TL;DR
- reduce the cost of
poll()
- ignore unnecessary
poll()
- channel works nice
- guess the state of a busy stream
- rewrite underlayer if you want to squeeze more performance
Introduction
As many people knows, tokio is a runtime framework that provides non-blocking I/O, event driven features for developers to write their own asynchronous applications. We'll introduce some techniques and tricks on optimizing tokio v0.1.22. In order to understand this paragraph, we assume the readers to have development experiences using Tokio framework.
About New Tokio
Recently, Tokio released it's 0.2 stable version which is compatible with the async/await syntax and the latest futures. Even though the authors sentenced 0.2 to be stable, wait for several months before you put the code to production.
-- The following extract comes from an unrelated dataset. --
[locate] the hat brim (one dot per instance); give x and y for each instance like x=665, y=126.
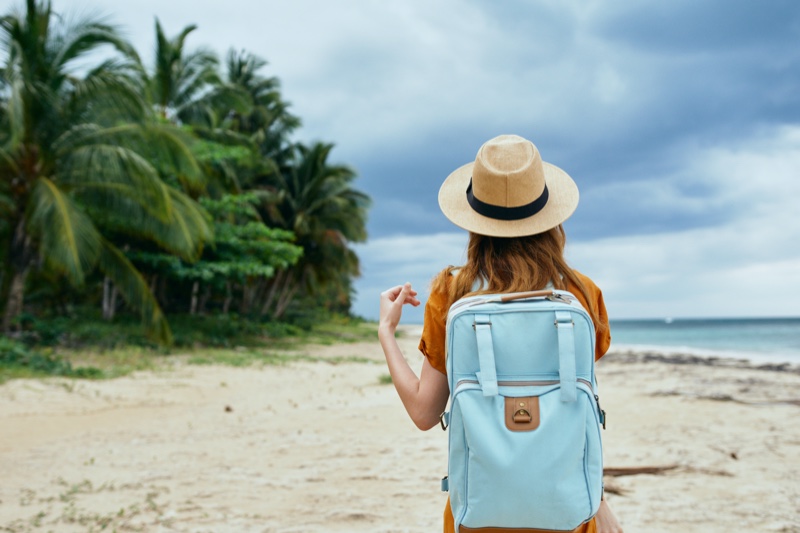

Not mentioning the enormous changes from 0.2.0-alpha.6
to 0.2.0-stable
, the APIs might still be modified in the future 0.2 releases. Issues might be discovered and fixed, and manual for the APIs is still not ready. If you dig into the code, you'll see many APIs are marked as hidden from document. This paragraph will not cover much about 0.2 due to all these reasons.
A brief example
Let's start from a simple example:
// a stream that polls from two other sources of streams
impl Stream for Server {
type Item = Vec<u8>;
type Error = io::Error;
fn poll(&mut self) -> Poll<Option<<Self as Stream>::Item>, <Self as Stream>::Error> {
let result1 = self.socket1.poll();
let result2 = self.socket2.poll();
// do something on the results
}
}
One use case for this example is to combine multiple streams into one stream. The socket might be a file, a TcpStream, a Timer, or even an I/O device. What's hidden behind the scene is mio doing the task management. When any Stream goes into Async::NotReady
status, it registers the task into queue, and wait for any trigger event to wake up the task. In this example, since we have to poll()
from both socket1
and socket2
, Server::poll()
might be waken up by any of them. When socket2
becomes Ready
and wakes up Server::poll
while socket1
is still in NotReady
, we wasted time in polling socket1
.
Here's the space that we could optimize. If we could:
- Lower the cost of
poll()
onsocket1
andsocket2
- Ignore unnecessary
poll()
then we could save time for other operations.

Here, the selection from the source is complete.